Genghis Khan really, really didn't want anyone to know where he was buried. The soldiers escorting his body to its final resting place killed everyone they passed, killed the people who built the tomb, and then were killed themselves. Some say Mongol troops grazed herds of horses over the site or even diverted a river over it to keep it hidden. The area where many suspect Genghis Khan is buried is one of Mongolia's most sacred heritage sites—it's name, Ikh Khorig, actually translates to "The Great Taboo." For 800 years—until 1989—archeologists weren't allowed in, and even then the first expedition was met with public protest.
"Mongolians detest any attempt to touch graves, or even wander around graveyards,"Mongolia Today explains. "According to ancient tradition, burial spots are forbidden areas in which no one is allowed."
Still, and perhaps for that very reason, this region is really interesting for archeologists. That first three-year expedition identified 1,380 underground cavities that could be the graveyards or tombs of Mongolian nobles, potentially even predating Genghis Khan.
Due to the public outcry, however, none of the sites were excavated. It was an impasse: Genghis Khan's tomb is archaeologically important; knowing its location is important for protecting it from illegal mining in the area. At the same time, due deference must be paid to those for whom the Valley of the Khans means most.
Counterintuitively, an elegant solution to this problem bubbled up from two unlikely sources: a man described as a "modern day Indiana Jones" and amateur archaeologists. After all, if there's one archeologist less qualified to work in a sensitive area than a total amateur, wouldn't it be Indiana "This Ancient Site's Going to Collapse and the Native Inhabitants of the Area Will Chase Me Out" Jones? You wouldn't want either one anywhere near someone's holy place. Fortunately, they didn't have to be.
Despite his nickname, Albert Yu-Min Lin, from the Center for Interdisciplinary Science in Art, Architecture, and Archaeology at the University of California, San Diego, devised a way to hunt for Genghis Khan's tomb without touching or toppling anything: Have anyone who's interested in doing so tag potential sites of investigation from the comfort of their own homes, on images taken from the respectful distance of satellite orbit.
"Explorers" were welcome to map rivers and roads, and flag modern structures, as well as potentially ancient structures on thousands of ultra-high resolution satellite images of the region.
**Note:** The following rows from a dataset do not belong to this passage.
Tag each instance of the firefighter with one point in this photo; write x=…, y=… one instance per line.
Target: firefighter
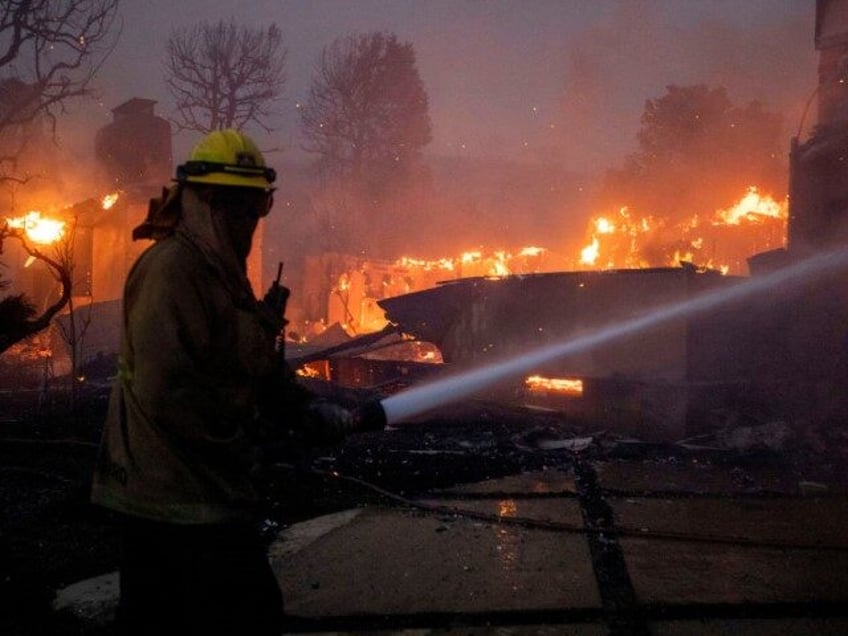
x=199, y=389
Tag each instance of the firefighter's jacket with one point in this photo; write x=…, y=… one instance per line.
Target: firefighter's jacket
x=197, y=360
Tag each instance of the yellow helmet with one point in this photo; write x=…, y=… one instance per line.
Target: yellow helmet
x=227, y=158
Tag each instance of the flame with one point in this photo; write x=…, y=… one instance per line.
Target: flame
x=722, y=241
x=109, y=200
x=38, y=229
x=751, y=208
x=565, y=386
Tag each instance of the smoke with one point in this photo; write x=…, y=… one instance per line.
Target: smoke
x=636, y=50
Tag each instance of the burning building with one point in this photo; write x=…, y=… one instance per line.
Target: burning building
x=783, y=355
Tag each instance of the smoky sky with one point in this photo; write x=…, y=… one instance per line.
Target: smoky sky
x=523, y=80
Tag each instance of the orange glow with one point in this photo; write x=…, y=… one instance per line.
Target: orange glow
x=38, y=229
x=109, y=200
x=565, y=386
x=507, y=508
x=722, y=241
x=751, y=208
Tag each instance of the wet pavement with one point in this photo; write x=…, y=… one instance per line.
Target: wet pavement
x=609, y=547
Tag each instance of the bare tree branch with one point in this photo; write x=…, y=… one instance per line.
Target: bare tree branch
x=225, y=76
x=50, y=51
x=62, y=273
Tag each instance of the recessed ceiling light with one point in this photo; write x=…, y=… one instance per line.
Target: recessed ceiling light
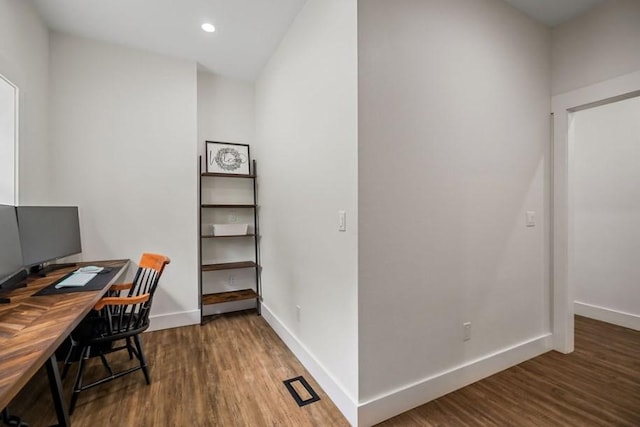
x=208, y=28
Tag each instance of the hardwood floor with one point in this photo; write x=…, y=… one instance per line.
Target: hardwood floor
x=230, y=372
x=596, y=385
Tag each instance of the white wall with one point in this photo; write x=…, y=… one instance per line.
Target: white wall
x=225, y=110
x=606, y=211
x=24, y=60
x=453, y=150
x=8, y=141
x=123, y=148
x=306, y=141
x=599, y=45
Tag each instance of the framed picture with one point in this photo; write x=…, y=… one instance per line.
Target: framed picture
x=227, y=157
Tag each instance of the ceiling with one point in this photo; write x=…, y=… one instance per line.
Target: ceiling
x=247, y=31
x=553, y=12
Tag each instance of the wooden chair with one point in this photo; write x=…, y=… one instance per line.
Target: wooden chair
x=117, y=318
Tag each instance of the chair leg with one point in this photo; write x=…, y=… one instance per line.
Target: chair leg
x=106, y=365
x=67, y=360
x=77, y=387
x=143, y=360
x=129, y=348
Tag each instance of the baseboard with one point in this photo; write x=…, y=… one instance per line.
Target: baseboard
x=620, y=318
x=174, y=320
x=228, y=307
x=339, y=397
x=384, y=407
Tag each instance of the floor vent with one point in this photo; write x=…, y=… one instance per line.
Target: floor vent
x=301, y=391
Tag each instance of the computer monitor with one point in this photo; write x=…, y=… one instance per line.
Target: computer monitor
x=48, y=233
x=12, y=271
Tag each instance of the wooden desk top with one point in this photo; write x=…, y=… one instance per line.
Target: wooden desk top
x=31, y=329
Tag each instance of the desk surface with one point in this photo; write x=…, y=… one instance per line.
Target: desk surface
x=32, y=328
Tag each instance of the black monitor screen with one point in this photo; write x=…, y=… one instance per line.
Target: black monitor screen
x=10, y=255
x=48, y=233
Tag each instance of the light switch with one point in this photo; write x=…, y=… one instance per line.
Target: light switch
x=342, y=221
x=531, y=219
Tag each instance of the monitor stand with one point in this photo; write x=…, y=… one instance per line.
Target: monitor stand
x=13, y=282
x=43, y=271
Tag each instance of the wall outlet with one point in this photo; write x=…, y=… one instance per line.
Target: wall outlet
x=342, y=221
x=530, y=219
x=466, y=334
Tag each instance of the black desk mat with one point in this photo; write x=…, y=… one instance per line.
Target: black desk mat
x=101, y=280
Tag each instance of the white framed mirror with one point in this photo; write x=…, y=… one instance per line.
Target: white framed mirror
x=8, y=142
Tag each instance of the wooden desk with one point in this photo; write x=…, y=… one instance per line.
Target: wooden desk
x=32, y=328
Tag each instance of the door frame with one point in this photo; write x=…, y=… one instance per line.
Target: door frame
x=563, y=108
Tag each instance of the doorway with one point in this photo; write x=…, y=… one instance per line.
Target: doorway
x=565, y=107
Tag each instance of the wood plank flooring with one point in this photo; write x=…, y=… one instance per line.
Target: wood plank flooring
x=596, y=385
x=229, y=372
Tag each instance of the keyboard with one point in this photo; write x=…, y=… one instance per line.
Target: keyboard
x=76, y=280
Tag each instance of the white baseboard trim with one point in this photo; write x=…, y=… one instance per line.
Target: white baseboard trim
x=620, y=318
x=340, y=398
x=174, y=320
x=384, y=407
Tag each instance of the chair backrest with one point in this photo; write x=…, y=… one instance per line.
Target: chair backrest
x=149, y=271
x=127, y=318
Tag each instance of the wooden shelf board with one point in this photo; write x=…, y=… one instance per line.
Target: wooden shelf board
x=228, y=266
x=220, y=297
x=224, y=237
x=227, y=206
x=228, y=175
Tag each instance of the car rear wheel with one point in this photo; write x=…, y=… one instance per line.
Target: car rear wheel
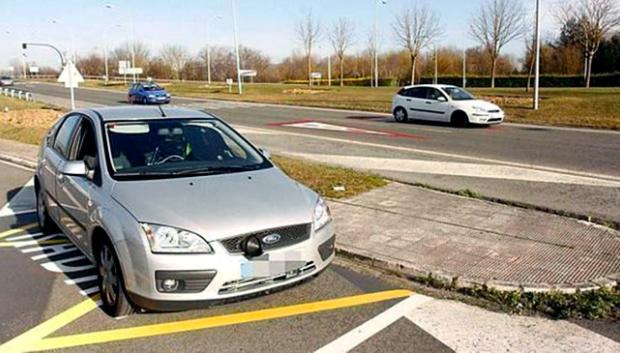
x=45, y=222
x=110, y=278
x=400, y=115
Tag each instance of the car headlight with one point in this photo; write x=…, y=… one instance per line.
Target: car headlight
x=165, y=239
x=322, y=214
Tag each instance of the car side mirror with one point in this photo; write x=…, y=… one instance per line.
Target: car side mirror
x=76, y=168
x=265, y=153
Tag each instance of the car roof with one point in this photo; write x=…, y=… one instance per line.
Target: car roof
x=143, y=112
x=430, y=85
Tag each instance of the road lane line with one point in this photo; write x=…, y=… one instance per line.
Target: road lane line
x=26, y=340
x=215, y=321
x=441, y=154
x=31, y=242
x=355, y=337
x=10, y=232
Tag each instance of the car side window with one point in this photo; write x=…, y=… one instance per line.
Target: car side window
x=433, y=93
x=62, y=142
x=418, y=92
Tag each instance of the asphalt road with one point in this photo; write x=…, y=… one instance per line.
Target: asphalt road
x=36, y=295
x=574, y=170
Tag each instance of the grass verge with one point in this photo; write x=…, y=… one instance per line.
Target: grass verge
x=574, y=107
x=25, y=122
x=328, y=181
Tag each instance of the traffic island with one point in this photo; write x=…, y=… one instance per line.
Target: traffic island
x=519, y=257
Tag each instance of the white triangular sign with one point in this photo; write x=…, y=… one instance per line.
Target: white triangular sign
x=70, y=76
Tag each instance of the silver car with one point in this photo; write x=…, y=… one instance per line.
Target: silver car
x=176, y=208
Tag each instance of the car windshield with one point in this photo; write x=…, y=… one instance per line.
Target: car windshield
x=458, y=94
x=152, y=87
x=175, y=147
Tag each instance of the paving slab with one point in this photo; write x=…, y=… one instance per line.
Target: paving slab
x=420, y=232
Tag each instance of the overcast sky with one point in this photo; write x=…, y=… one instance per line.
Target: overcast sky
x=267, y=25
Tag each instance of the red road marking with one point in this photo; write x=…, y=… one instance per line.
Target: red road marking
x=353, y=129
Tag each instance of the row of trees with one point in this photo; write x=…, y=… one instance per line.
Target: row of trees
x=585, y=44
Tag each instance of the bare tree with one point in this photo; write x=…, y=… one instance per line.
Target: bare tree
x=341, y=38
x=415, y=29
x=497, y=23
x=176, y=56
x=308, y=33
x=593, y=21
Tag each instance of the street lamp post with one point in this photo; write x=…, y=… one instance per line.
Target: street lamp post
x=236, y=38
x=537, y=61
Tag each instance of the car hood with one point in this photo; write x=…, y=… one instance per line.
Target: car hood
x=477, y=103
x=219, y=206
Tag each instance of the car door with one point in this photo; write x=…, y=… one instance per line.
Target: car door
x=436, y=105
x=52, y=158
x=416, y=103
x=73, y=192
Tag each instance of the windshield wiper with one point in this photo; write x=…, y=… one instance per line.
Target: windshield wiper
x=218, y=169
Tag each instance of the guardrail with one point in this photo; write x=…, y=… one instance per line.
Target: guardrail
x=16, y=93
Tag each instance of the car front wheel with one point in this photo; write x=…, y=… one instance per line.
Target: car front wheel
x=400, y=115
x=110, y=278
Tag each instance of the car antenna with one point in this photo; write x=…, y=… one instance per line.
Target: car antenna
x=163, y=114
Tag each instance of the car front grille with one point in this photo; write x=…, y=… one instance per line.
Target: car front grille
x=242, y=285
x=289, y=235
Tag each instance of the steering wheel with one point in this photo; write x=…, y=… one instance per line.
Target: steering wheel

There was a lot of ground to cover—6,000 square kilometers, but there were also a lot of volunteers. The system was launched in June 2010, and in just its first 90 days, 5,838 people had contributed more than 1.2 million tags. By the end of the year, over 10,000 participants had generated 2.3 million tags—contributing a total of 30,000 hours of human visual analytics to the images, according to the study's initial results, just published in the journal PLOS One.
The results have given future explorers plenty to chew on, too. "Of the top 100 accessible locations identified by the crowd," the study states, "55 potential archaeological anomalies were verified by the field team, ranging from bronze age to Mongol period in origin."
The next step for Mongolia and the tomb of Genghis Khan hasn't been announced yet, but potential for using this method further in the search or in other sensitive locations is clear.
"Using traditional archaeological methods would be disrespectful to believers," Lin told National Geographic. "The ability to explore in a noninvasive way lets us try to solve this ancient secret without overstepping cultural barriers. It also allows us to empower Mongolian researchers with tools they might not have access to otherwise. Today's world still benefits from Genghis Kahn's ability to connect East with West. He forged international relations that have never been broken. By locating his tomb, we hope to emphasize how important it is for the world to protect such cultural heritage treasures."